The 2 lines in config.php tell XenForo to return to the client browser anything it is retrieving from /data/* and /js/* to come from your CDN instead. It would be great for XF to add a third line to be able to deliver static images from within /styles/* too. Presently, it's just the two (/js and /data). I will possibly edit my CSS and templates shortly so that the logo and bg images come from CDN too.
 
It would be great for XF to add a third line to be able to deliver static images from within /styles/* too. Presently, it's just the two (/js and /data). I will possibly edit my CSS and templates shortly so that the logo and bg images come from CDN too.
(y)

xf.webp
 
So Cloudfront has basically grabbed your entire site and then XF just requests what it wants from it?
Seems like a lot of waste for Amazon to store everything when you are only using a portion.
 
So Cloudfront has basically grabbed your entire site and then XF just requests what it wants from it?
Seems like a lot of waste for Amazon to store everything when you are only using a portion.

No, think of CloudFront as a globally dispersed proxy server. If a browser requests an object from CDN (as directed by your site), then the CDN will deliver from it's local storage. If it does not have it, then it will retrieve it from your server (origin). The CDN only retrieves the object from your server when it's requested by a browser, and it does not already have it. I doesn't 'mine' or 'scrape' your site looking for content, only specific objects a browser requests.

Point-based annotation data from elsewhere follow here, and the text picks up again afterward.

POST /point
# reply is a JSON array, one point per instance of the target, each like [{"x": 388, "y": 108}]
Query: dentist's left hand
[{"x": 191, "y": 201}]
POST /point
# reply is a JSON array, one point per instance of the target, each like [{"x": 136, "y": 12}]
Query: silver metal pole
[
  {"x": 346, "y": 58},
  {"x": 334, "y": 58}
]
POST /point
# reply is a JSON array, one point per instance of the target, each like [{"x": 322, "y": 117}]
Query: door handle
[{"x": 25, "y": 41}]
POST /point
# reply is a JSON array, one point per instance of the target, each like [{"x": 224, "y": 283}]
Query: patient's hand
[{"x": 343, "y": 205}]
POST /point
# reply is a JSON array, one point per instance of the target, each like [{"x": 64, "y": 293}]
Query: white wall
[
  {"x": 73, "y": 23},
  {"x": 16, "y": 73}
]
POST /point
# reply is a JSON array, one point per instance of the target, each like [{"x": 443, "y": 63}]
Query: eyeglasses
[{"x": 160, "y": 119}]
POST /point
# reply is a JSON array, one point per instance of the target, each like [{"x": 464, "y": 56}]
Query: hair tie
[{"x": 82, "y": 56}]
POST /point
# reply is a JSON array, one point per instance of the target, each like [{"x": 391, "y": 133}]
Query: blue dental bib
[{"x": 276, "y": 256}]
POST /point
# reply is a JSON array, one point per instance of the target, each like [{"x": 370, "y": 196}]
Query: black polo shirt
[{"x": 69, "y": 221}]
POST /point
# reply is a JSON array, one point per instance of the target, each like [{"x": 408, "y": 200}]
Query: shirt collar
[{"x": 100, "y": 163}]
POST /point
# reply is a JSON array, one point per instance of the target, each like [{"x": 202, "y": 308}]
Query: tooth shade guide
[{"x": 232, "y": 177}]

Then add in some cache expiry control for being able to designate how often the CDN should refresh from your site.
 
Wow. The toughest part was navigating the AWS site...
Created and everything is working fine. I then made my logo served from CF as well as some custom forum description images that load on my forum home. Using Tinthe Image Attachment Optimization and also utilizing the CDN feature has every one of my image attachments on the edge servers. Can't wait til I see the bill next month :)
 
Mouth, Have you created CNAMEs to clean up the cloudfront urls?

Yes, worked fine for me.

Did you enter cdn.survivalmonkey.com into CloudFront in the Alternate Domain Name (CNAME) field?
I don't see a CNAME entry for cdn.survivalmonkey.com at your NS1.survivalmonkey.com though. Won't work if DNS lookup for cdn. fails ;)
 
Thanks. I removed the CNAME after thinking I had it wrong. I just added them back and will wait awhile and check again.